Critique : Freda, c’est le prénom d’une ancienne déesse Vaudou. Du haut de sa vingtaine d’années, elle cherche à trouver un souffle de liberté dans son pays, Haïti, qui peine toujours à se redresser d’années de dictature et de catastrophes climatiques. Elle voudrait être libre, épanouie, légère surtout, dans une nation ravagée par la corruption, la brutalité policière et la désertion des jeunes vers un ailleurs plus enchanteur. Gessica Généus s’attache dans cette première œuvre de cinéma à parler de son rapport au pays dans les traits de cette jeune-fille, Freda, qu’elle présente comme l’emblème d’une génération capable de rendre l’espoir à des milliers de jeunes gens qui vivent leur destin comme une impasse. S’il s’agit d’un sujet périlleux aux accents mélodramatiques, la réalisatrice parvient avec brio à échapper à la caricature. Elle mélange son récit d’extraits de documentaires télévisés où l’on voit la jeunesse haïtienne courir dans les rues et se faire tirer dessus ou gazer. Ce péril jeune pour reprendre le titre de Klaplisch se débat avec des idées révolutionnaires, regrettant presque le règne proprement dramatique de Duvalier. Seule Freda garde la tête haute, jamais dupe qu’une dictature en chasse souvent une autre dans ces pays qui se redressent difficilement d’années de domination occidentale.
- Copyright Nour Films
Le destin de Freda est intimement noué avec sa famille. Il y a d’ailleurs dans la représentation de cette cellule familiale quelque chose de très durassien. La mère est en effet prête à toutes les compromissions, pourvu que son fils puisse obtenir l’argent qui lui permettra de quitter Haïti. Elle accepte les yeux fermés que sa fille cadette offre son corps et sa jeunesse à des hommes riches, au mépris de sa liberté. Seule Freda résiste au déterminisme social et familial. Elle s’accroche aux études universitaires et hésite à suivre son amant dans son projet migratoire. Car Freda aime son pays.

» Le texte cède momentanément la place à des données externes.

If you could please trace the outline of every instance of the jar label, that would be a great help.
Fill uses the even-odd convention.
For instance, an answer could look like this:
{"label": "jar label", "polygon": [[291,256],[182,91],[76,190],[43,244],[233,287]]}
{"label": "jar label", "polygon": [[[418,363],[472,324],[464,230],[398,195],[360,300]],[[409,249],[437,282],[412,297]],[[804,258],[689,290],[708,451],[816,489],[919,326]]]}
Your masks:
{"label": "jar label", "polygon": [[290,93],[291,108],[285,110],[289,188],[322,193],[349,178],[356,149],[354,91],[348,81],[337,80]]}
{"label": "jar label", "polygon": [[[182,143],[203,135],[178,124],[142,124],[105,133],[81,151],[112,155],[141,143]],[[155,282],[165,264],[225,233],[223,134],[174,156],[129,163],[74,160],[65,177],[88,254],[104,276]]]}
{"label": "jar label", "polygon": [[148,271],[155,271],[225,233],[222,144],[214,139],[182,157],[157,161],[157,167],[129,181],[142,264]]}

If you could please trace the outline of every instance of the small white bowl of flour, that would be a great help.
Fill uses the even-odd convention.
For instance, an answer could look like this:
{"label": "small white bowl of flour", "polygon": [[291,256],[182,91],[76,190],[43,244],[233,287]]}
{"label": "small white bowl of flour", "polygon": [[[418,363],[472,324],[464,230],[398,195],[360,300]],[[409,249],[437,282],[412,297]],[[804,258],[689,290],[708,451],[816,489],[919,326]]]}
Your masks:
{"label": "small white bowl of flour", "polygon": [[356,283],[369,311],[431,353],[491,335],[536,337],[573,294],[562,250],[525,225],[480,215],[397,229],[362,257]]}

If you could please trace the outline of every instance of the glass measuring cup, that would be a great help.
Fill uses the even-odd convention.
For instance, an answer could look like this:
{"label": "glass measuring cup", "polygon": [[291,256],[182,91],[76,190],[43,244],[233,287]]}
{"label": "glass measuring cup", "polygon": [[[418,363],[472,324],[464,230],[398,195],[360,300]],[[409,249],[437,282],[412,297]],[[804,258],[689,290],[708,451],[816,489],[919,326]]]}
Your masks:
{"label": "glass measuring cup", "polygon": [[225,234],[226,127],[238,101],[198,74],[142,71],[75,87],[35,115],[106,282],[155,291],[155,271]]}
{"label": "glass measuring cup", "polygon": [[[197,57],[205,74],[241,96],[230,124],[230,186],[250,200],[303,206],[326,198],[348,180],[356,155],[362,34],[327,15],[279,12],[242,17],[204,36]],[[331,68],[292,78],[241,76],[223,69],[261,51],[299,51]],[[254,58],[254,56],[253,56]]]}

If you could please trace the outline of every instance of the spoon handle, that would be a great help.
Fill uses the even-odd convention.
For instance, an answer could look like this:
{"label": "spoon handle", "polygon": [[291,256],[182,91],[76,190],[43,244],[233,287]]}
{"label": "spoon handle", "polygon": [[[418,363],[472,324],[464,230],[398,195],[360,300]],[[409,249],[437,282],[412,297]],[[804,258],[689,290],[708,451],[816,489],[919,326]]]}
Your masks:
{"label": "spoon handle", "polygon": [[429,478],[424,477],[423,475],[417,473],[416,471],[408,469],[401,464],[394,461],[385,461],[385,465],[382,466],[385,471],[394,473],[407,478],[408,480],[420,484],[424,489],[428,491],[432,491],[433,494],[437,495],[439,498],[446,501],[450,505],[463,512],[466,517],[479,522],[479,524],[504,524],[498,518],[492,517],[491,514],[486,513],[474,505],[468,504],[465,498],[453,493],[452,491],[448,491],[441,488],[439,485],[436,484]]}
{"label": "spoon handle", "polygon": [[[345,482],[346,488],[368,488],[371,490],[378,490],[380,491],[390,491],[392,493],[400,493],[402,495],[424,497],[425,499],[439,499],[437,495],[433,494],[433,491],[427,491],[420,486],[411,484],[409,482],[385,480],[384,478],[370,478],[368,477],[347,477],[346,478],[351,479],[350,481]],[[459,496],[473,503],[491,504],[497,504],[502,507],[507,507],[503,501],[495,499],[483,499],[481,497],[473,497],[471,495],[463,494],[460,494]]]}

Elle est attachée à sa famille, au petit magasin alimentaire où elle vit avec sa mère, et à l’idée qu’un jour, elle aussi trouvera la solution pour sortir de la pauvreté. Elle refuse les mariages arrangés ou les relations intéressées avec des hommes riches, au contraire de sa sœur qu’elle ne parvient pas à protéger de ses dérives sentimentales et sexuelles.
- Copyright Nour Films
Le cinéma haïtien est rare. Les images qu’on en connaît sont souvent celles de l’actualité. Ici la fiction fait honneur aux femmes. Même la mère dont on perçoit qu’elle est ravagée par une maladie mentale qui ne dit pas son nom, incarne une figure de liberté se pliant à l’ironie et au sarcasme et s’empêche de regarder la réalité. La bande-son qui accompagne le récit apporte aux personnages féminins une hauteur supplémentaire. L’émotion recherchée par Gessica Généus refuse la facilité dramatique. La mise en scène se plaît à valoriser la beauté presque magnétique de la jeune héroïne qui se transforme en un exemple de féminité et de grâce. Dans ce pays où les femmes sont obsédées par le blanchissement de la peau, Freda, au contraire, incarne la fierté d’être noire, libre et intelligente. C’est peut-être le signe que le déterminisme tiers-mondiste est une vision réactionnaire d’un temps passé et que la liberté s’incarnera dans les traits de ces gamines intrépides, certaines de leur pouvoir d’agir dans la société.